Date
4-29-2026
Department
School of Education
Degree
Doctor of Philosophy in Education (PhD)
Chair
Heather L Strafaccia
Keywords
bilingual education, uncertified teachers, dual-language, elementary, academic achievement, English language learner, educational productivity
Disciplines
Education
Recommended Citation
Gordon, Jeini, "A Phenomenological Study: The Lived Experiences of Uncertified Bilingual Teachers in Dual Language Elementary SChools at a Mid-Sized Urban Public-School District in Texas" (2026). Doctoral Dissertations and Projects. 8265.

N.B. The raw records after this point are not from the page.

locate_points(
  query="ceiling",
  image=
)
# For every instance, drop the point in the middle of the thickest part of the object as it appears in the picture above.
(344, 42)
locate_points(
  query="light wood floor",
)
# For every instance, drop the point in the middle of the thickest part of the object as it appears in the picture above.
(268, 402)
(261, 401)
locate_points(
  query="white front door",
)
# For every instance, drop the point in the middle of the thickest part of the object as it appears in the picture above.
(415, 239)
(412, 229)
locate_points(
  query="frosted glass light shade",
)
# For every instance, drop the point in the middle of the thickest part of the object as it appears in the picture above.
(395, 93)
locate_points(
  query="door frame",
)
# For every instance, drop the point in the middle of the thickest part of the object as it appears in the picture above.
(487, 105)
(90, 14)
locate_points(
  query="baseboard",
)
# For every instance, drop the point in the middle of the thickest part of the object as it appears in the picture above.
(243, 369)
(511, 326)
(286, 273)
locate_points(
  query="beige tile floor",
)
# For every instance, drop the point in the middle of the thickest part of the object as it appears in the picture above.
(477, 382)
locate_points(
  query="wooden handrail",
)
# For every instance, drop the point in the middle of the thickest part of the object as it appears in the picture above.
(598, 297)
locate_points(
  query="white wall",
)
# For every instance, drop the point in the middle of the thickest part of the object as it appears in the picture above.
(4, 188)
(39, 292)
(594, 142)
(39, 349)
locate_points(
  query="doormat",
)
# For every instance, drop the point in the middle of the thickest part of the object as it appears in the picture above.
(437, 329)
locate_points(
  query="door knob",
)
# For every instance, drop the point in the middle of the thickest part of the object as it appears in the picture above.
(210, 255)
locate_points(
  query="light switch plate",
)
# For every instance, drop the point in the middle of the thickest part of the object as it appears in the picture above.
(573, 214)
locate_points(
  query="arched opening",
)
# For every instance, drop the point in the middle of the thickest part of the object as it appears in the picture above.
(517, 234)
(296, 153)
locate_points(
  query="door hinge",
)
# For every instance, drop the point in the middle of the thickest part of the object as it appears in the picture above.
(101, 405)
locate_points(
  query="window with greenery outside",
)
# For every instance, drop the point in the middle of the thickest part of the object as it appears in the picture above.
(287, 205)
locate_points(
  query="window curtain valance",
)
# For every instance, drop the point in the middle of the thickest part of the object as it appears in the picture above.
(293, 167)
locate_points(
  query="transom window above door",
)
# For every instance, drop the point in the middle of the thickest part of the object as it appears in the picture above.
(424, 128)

https://digitalcommons.liberty.edu/doctoral/8265
Abstract
The purpose of this hermeneutic phenomenological study was to understand the lived experiences teaching in a dual-language classroom for uncertified teachers at a mid-sized urban public-school district in Texas. A teacher’s lack of participation in an adequate teacher preparation program may alter students’ educational outcomes, even more so that of English language learners, influencing their academic achievement. The theory that guided this study was Walberg’s theory of educational productivity, which posits that student achievement is affected by student aptitude and motivation, instructional quality and quantity, and a student’s social and cultural learning environments. This phenomenological study focused on the shared lived experiences of uncertified teachers teaching in a dual-language classroom at a mid-sized urban public school district in Texas. Through a hermeneutic framework, participants engaged in three forms of data collection: individual interviews, journal prompts, and focus groups. I reflectively analyzed the three forms of data collection of the shared experiences of the study’s participants through three rounds of coding: holistic, selective, and detailed reading, and analyzed the codes into themes, identifying recurring patterns using clusters, modification, or generation of codes. Five themes were identified: variance in aptitudinal levels, low student motivation, language barriers, teacher preparation, and cultural connections. The themes were supported by eight identified subthemes during clustering: high and very low aptitudinal levels, academic levels, language competency in Spanish and English, teacher language barriers, administrative requirements of language, pedagogical knowledge, resource knowledge, and communication and learning environment.